[FFmpeg-user] Does converting to yuv444p by default make sense?
adf.lists at gmail.com
Fri Aug 2 01:38:29 CEST 2013
> Andy Furniss-2 wrote
>> thljcl wrote:
>>> You are missing the point..
>> Well I may be missing your points, but you have really gone well away
>> from the point that Poynton makes and I linked to, which was
>> specifically about rgb24 to 8bit Y'CbCr.
>> It doesn't matter what could be, it matters what is and you are not
>> going to be changing the way every decoder/display converts yuv to rgb.
>> You said initially -
>> "“yuv444p” is a way of re-encoding the entire 24-bit RGB information"
>> and went on to say
>> "To me personally, I kind of like the way ffmpeg handle color space
>> conversion. Ffmpeg does have issues within its algorithm. YUV444p is not
>> one of them"
>> So do you think that if you made a 4096x4096 rgb24 image using C with
>> all the possible variations, that you could, using ffmpeg, convert it to
>> yuv444p and back to rgb24 without loss?
>> Try it - it's trivial in C to generate and also trivial to write
>> something that counts the unique pixels.
>> I've just done it but my C is so bad I may make the programmers on here
>> feel ill if I posted it - and it's probably still buggy :-)
>> ffmpeg-user mailing list
> Of course, what I've been saying is the feature of H.264 and what YCbCr
> 4:4:4 means. Whether or not x264 can actually meet H.264 specification;
> whether or not H.264 design is with bugs; that is entirely different issue.
> I never once said that I assumed that the encoder itself is without bugs.
> What I really said was what it was supposed to be.

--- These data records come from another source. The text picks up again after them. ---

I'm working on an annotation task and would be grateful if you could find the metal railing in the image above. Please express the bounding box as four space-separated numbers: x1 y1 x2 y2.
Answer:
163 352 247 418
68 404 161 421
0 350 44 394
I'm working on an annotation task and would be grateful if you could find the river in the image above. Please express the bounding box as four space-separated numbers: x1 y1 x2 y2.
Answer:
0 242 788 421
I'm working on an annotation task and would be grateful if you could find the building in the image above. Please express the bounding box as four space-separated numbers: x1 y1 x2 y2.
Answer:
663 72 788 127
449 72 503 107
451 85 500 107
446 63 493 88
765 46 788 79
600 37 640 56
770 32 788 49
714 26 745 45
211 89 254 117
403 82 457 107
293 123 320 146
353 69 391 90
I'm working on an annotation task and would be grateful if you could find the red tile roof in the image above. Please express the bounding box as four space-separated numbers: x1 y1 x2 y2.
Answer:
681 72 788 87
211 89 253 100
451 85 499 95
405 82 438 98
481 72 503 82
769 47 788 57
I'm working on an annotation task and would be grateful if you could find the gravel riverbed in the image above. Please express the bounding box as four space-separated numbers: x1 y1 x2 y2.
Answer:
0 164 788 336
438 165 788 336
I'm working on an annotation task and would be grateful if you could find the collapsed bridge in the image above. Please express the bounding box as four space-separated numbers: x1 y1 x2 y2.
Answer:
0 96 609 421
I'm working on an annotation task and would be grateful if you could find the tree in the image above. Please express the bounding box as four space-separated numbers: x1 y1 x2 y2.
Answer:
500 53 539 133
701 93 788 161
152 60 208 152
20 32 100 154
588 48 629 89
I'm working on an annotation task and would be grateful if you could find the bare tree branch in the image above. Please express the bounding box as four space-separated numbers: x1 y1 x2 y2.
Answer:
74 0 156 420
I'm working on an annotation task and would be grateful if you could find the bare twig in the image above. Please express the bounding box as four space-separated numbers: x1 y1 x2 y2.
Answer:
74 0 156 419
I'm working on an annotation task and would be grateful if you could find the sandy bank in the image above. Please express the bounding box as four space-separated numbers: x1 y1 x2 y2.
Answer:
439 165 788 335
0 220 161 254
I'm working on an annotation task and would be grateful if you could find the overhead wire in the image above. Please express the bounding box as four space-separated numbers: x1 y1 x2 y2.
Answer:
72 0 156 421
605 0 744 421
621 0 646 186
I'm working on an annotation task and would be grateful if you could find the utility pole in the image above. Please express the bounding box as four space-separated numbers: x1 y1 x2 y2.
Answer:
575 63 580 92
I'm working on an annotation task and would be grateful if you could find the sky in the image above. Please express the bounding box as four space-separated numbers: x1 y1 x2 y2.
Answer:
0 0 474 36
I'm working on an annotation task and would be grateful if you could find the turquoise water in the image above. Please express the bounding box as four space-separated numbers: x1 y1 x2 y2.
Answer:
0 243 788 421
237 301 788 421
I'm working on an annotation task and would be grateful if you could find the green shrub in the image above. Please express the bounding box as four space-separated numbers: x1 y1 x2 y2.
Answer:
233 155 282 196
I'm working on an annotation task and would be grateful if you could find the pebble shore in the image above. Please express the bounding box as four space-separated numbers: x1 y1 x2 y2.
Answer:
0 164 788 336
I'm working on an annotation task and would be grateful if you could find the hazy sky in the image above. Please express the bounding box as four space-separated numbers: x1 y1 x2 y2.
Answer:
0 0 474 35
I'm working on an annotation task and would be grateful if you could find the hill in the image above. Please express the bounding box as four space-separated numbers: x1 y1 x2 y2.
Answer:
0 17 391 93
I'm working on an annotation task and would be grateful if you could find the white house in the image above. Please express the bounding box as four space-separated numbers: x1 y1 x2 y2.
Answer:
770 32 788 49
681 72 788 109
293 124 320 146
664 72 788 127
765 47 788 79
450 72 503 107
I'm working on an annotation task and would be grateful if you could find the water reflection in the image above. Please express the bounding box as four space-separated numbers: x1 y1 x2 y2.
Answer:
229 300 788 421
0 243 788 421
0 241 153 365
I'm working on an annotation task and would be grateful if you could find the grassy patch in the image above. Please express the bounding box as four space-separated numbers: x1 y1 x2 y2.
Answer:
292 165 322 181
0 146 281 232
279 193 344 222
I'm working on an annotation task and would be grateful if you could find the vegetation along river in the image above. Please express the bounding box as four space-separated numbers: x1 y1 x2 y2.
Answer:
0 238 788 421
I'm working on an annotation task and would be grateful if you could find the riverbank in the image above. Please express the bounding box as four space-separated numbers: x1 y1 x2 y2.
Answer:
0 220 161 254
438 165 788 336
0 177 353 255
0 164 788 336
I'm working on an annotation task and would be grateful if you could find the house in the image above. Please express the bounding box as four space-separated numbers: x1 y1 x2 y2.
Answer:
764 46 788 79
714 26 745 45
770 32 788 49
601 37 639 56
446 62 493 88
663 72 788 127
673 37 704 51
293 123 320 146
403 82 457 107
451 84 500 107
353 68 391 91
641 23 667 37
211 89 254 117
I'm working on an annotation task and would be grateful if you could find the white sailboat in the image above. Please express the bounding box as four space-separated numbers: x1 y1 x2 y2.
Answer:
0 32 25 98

It’s a question of
> theoretical capability and actual implementation.
This is the ffmpeg mailing list not x264 and when you used the term
YUV444p that means a very specific thing which I pointed out is not
lossless when used to convert from rgb24, and it is ffmpeg that does the
> By the way, did you not read my previous post? YCbCr, as stated by H.264
> specification Ed 8.0, is not the actual color representation. YCbCr 4:4:4 is
> just another way to say full color information is being encoded. (x264 calls
> it yuv444p; anyway the name is not the point here) You can say that there is
> “color space conversion” if re-encoding the information with affine map is
> what you mean.
No, you can't say there is "color space conversion" or re-encoding
because x264 doesn't do that - it takes what you give it and for the
purpose of reading the spec what you give it is referred to as YCbCr.
> This may seem surprising to you. The actual absolute color space currently
> supported by H.264 is
Supported meaning that you feed it something, tell it what it is, so
that what it is can be conveyed to the decoder.

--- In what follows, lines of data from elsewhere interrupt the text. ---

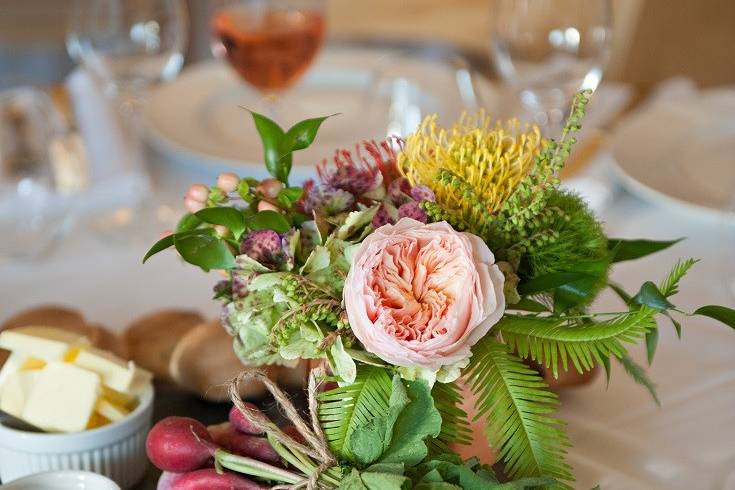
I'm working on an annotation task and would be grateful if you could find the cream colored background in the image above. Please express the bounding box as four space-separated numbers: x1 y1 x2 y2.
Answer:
0 0 735 86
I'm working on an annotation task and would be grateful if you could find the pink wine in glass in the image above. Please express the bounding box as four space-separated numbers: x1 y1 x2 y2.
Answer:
213 5 325 93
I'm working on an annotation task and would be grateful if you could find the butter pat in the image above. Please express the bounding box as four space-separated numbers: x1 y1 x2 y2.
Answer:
0 326 89 389
95 398 130 422
22 362 101 432
0 370 41 418
74 347 150 394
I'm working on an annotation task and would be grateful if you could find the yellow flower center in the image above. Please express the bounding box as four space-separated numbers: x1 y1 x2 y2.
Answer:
397 111 547 213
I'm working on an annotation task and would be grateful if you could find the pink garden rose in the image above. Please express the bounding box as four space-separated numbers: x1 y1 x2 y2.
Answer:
344 218 505 371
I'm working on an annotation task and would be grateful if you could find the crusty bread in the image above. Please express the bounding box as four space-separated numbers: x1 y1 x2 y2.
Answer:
123 310 204 380
0 305 128 359
170 321 277 401
0 305 87 334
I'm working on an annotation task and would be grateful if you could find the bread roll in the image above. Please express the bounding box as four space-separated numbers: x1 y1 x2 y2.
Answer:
123 310 204 380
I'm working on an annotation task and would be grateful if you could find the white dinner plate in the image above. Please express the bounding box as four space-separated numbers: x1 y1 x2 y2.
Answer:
611 88 735 217
147 47 472 180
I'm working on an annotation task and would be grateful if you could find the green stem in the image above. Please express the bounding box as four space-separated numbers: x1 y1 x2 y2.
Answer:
267 434 316 475
214 449 303 484
267 434 341 486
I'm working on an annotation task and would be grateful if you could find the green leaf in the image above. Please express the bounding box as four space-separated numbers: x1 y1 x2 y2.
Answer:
618 354 661 406
493 307 656 378
365 463 406 475
337 468 368 490
467 335 573 480
349 375 411 465
380 381 442 466
664 312 681 340
607 238 683 262
280 114 336 156
607 282 633 305
507 297 549 313
692 305 735 328
429 383 472 453
518 272 593 295
176 213 202 233
194 207 245 240
247 209 291 233
278 187 304 208
633 281 674 311
334 206 380 240
360 471 408 490
659 259 699 298
319 365 393 460
329 336 357 383
646 328 658 366
143 235 174 264
248 109 291 183
554 257 610 312
174 229 235 271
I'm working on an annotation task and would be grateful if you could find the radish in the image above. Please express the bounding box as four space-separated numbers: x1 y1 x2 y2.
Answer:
145 417 217 473
156 471 186 490
207 422 281 464
229 402 265 435
168 468 268 490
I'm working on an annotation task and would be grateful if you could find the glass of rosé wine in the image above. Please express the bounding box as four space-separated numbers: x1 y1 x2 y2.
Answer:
207 0 325 115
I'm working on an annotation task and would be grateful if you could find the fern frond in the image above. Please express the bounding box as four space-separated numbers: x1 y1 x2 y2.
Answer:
319 365 393 459
495 307 656 378
467 335 573 480
658 259 699 298
428 383 472 453
618 354 661 406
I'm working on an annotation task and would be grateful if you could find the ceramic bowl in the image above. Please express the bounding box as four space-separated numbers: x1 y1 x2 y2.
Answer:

> This is true as of Ed. 8.0 I’m not sure how much specs of H.264 being
> implemented by x264, it’s not full; that’s for sure. It’s not practical to
> implement every spec anyway. Let me quote once again from page 42
> “For convenience of notation and terminology in this Specification, the
> variables and terms associated with these arrays are referred to as luma (or
> L or Y) and chroma, where the two chroma arrays are referred to as Cb and
> Cr; regardless of the actual color representation method in use. The actual
> color representation method in use can be indicated in syntax that is
> specified in Annex E. The (monochrome) auxiliary arrays, which may or may
> not be present as auxiliary pictures in a coded video sequence, are optional
> for decoding and can be used for such purposes as alpha blending.”
> In other words, the reported YUV444p is not the actual absolute color space
> being used.
As above - this is ffmpeg list and when you use the term yuv444p that
means something specific and totally unrelated to how you should read
the h264 spec.
How to know which one is being used? That’s a good question. The
> short answer is I don’t know.
The one that is being used is the one you (ffmpeg) gave to it and
hopefully told it so it could pass on the info to the decoder.
> According to H.264 specification, the “colour_primaries” syntax element is
> being used to specify which absolute color space is being used. Regardless
> of which absolute color space is being encoded in, the decoder still need to
> decode it to sRGB in Windows anyway.
In practice on a computer assuming yuv is the input then the decoder
will send yuv to the graphics card/chip for csc and scaling.